WGBS read processing, sequence alignment and identification of 5-mc

The adaptor sequences and low-quality reads were trimmed/removed from the raw reads using FastQC toolkit. The high-quality filtered reads for each library were mapped to the rice reference genome using Bismark software on default parameters [37]. Bisulfite conversion efficiency and error-rate was checked by alignment of the reads on rice chloroplast genome. Methylation status at every C in the genome was determined at a P-value cut-off of 0.005. The content of 5-methylcytosine (5-mC) in all the reads at the same cytosine site (methylation level, percentage of reads/cytosines showing methylation) was also determined.

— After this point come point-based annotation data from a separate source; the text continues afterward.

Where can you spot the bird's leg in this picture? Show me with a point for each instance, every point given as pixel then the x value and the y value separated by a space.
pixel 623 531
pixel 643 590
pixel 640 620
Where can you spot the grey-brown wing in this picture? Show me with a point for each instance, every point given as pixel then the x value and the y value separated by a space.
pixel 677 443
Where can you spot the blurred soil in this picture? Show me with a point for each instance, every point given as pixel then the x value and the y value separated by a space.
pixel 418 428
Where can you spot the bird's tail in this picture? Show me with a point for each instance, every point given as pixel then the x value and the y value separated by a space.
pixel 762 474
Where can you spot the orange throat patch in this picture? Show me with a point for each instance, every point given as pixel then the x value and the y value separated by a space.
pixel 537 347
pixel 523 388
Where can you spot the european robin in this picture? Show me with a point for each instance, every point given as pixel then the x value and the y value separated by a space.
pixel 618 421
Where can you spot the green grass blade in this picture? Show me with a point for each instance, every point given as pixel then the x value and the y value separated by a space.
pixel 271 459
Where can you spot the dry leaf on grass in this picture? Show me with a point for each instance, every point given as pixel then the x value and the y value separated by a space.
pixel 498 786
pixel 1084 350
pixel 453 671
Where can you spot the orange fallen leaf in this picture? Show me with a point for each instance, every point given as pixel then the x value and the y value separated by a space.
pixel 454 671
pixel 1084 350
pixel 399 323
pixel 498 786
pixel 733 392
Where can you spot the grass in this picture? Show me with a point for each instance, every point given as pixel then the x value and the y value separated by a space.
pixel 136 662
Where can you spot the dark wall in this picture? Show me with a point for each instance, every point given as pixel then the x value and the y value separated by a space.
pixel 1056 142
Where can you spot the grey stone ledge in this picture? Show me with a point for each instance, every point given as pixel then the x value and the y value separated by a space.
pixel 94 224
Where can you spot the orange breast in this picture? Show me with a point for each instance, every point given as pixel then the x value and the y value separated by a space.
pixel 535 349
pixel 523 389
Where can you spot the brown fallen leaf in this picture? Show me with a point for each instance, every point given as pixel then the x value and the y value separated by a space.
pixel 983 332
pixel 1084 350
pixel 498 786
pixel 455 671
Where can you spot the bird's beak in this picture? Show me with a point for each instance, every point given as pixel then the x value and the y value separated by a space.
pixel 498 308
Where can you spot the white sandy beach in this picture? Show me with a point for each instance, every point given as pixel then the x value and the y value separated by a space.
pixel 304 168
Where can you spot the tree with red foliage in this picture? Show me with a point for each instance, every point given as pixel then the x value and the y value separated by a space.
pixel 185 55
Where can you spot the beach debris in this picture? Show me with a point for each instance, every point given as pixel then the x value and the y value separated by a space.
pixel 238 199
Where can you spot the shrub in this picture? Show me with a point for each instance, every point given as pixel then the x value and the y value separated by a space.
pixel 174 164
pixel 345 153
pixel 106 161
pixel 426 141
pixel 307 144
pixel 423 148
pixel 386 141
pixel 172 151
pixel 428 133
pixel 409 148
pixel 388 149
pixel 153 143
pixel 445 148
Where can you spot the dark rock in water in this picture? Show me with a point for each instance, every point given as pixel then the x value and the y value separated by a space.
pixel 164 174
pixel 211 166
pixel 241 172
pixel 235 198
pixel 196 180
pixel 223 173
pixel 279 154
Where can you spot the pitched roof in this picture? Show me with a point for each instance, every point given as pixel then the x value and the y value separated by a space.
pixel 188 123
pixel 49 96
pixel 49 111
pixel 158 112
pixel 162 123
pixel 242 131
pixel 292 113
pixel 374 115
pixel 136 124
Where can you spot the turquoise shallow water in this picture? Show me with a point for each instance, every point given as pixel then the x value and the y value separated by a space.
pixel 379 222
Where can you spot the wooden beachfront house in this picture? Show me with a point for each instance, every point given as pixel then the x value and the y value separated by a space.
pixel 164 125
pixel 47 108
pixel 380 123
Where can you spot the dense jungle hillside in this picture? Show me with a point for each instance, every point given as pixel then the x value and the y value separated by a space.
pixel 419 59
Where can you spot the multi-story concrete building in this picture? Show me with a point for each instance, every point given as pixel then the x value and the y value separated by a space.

Identification of differentially methylated regions

For screening of differentially methylated regions (DMRs) under direct-sown conditions over transplanting in the rice cultivars, the frequency of mCs was determined in a bin size of 100 bp using CGmap tools. The bins showing ³ 2-fold change in methylation with q-value of <0.05 were considered as DMRs. For annotation of DMRs in the genic territories, GeneDMRs of R package was used [38,39].

Gene ontology analysis

GO enrichment analysis for different categories (biological process, molecular function, and cellular component) of the differentially methylated genes was performed using AgriGO v2 software. Identification of overrepresented GO terms was performed by comparing a query list of genes and the corresponding GO terms with a background list of the query genes. The background genes representing all annotated genes in the rice genome and GO annotations were obtained from the Rice Genome Annotation Project database.

Correlation analysis for DNA methylation and gene expression

A correlation between gene expression and methylation was performed by comparing (de)methylation of the DMR-associated gene with differential expression of the gene. Plotting methylation density on differentially expressed gene (based on Fragments Per Kilobase of transcript per Million values) was performed for correlation analysis. The correlation between differentially expressed gene (p ≤ 0.05, fold change ≥ 2) and the differentially methylated gene (≥ 1.5-fold change, q-value ≤ 0.05) on direct-sowing over transplanting within the rice cultivar was analyzed at three different (CG, CHG, and CHH) sequence contexts by estimating methylation level differences at different parts (promoter, gene-body and intergenic region) of the gene.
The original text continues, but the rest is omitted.